On the Pythian cluster, we could consistently return a query in around half a second. On EC2 queries took closer to 5 seconds. A bit of investigation showed that in getting the server up and running, I had disabled short-circuit reads, which slows down Impala considerably. While Impala isn’t supposed to start without short-circuit reads, it only throws an error if you have short-circuit reads enabled but misconfigured. If short-circuits are off in the hdfs-site configuration, it will happily start and run very slowly. With the default DEB install, the libhadoop library isn’t installed to the LD_PATH on Ubuntu, which prevents short-circuit read from working. The easiest solution was to create symlinks for libhadoop to /usr/lib/, then run ldconfig:
ln -s /usr/lib/hadoop/lib/native/libhadoop.so /usr/lib/
ln -s /usr/lib/hadoop/lib/native/libhadoop.so.1.0.0 /usr/lib/
To confirm whether your cluster has short-circuit reads enabled, you can visit the Impala web interface (by default, port 25000 on any system running impalad) and click on the ‘/varz’ tab. Search for ‘dfs.client.read.shortcircuit’ – it should be set to ‘true’.

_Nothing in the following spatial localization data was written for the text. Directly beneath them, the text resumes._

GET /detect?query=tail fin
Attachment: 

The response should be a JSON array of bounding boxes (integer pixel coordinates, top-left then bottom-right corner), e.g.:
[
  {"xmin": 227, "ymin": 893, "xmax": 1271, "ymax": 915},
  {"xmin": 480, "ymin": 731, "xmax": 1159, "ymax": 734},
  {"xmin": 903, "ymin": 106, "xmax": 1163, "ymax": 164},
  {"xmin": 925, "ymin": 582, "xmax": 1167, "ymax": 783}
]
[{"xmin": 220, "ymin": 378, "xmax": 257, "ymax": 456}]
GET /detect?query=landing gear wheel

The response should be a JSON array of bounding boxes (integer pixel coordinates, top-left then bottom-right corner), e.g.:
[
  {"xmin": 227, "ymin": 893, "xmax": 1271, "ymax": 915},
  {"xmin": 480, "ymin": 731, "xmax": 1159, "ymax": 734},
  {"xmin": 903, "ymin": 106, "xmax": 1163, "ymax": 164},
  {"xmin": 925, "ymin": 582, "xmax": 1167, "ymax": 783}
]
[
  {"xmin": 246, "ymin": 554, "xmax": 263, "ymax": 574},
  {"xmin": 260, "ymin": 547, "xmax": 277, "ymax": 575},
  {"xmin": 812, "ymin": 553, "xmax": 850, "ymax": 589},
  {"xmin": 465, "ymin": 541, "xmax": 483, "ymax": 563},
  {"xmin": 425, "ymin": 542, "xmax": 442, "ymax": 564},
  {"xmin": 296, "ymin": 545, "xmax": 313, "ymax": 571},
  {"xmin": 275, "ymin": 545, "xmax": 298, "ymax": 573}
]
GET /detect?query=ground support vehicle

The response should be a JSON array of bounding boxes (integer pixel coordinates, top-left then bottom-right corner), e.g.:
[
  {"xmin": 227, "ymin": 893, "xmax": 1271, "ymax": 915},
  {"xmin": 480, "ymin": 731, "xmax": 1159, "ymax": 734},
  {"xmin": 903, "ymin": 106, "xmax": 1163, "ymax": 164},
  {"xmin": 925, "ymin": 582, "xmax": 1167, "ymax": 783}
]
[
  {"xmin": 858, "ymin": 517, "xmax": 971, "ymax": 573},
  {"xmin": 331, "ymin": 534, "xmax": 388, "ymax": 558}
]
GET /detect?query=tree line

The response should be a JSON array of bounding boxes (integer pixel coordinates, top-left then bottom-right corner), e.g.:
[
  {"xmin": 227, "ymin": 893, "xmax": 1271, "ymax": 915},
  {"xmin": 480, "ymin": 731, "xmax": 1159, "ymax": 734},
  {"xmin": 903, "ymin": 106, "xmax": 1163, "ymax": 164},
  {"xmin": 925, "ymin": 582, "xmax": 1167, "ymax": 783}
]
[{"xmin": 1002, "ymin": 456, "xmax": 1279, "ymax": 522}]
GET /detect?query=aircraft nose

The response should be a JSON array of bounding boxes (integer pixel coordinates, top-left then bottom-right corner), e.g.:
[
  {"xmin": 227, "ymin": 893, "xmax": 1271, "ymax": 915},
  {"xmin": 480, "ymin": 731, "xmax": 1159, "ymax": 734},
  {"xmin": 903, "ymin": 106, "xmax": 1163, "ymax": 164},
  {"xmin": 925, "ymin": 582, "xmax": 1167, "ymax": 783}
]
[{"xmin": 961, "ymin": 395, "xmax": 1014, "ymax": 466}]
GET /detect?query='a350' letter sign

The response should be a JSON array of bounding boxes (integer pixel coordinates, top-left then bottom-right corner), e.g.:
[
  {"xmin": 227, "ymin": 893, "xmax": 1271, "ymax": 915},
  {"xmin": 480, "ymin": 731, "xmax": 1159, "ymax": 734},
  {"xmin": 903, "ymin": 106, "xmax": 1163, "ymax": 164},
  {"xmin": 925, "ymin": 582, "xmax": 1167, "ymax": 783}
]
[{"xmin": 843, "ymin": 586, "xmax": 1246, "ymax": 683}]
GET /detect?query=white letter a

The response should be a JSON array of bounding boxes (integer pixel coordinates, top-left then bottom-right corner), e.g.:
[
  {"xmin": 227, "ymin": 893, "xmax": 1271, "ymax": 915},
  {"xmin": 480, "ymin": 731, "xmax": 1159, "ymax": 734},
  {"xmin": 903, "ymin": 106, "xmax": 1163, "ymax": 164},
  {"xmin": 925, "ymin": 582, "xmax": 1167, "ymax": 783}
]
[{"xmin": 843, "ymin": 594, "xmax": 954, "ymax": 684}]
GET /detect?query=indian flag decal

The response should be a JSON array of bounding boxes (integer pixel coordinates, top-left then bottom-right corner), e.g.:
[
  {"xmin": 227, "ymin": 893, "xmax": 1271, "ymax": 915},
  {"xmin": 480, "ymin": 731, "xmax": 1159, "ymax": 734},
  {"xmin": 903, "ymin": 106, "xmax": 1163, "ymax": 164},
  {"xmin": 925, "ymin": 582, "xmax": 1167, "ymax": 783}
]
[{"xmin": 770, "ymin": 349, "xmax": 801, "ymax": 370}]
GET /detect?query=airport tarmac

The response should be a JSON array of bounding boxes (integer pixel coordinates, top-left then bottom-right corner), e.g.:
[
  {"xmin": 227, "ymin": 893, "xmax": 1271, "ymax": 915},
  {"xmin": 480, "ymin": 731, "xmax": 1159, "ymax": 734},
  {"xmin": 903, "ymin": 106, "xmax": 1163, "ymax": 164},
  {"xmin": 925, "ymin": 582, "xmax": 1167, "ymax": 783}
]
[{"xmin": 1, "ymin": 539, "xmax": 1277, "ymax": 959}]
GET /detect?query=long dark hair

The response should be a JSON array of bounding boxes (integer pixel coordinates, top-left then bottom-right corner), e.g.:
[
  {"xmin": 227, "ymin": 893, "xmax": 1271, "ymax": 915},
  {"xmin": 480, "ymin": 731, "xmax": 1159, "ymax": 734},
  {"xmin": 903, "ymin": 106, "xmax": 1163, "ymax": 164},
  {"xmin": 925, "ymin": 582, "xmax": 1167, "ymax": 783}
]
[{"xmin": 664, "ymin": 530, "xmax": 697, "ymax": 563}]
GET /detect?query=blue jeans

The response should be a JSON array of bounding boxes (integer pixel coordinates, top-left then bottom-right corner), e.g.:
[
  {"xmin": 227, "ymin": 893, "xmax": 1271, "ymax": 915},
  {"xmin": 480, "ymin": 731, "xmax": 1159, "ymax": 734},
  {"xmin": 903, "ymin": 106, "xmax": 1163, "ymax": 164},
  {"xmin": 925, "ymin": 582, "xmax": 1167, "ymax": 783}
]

With libhadoop installed and short-circuit reads enabled, the next greatest performance improvement came from partitioning the table on the sensor id. Since all of our web interface queries filter by sensor id, Impala can perform some serious partition elimination: looking at the query profiles, partitioning the table reduced the amount of data read from HDFS from 4GB to 50MB, and the query time from 2.6s to 130ms. The README on Github has instructions on how to use dynamic partitioning in Hive to quickly partition the soccer data; these steps can be generalized to any dataset.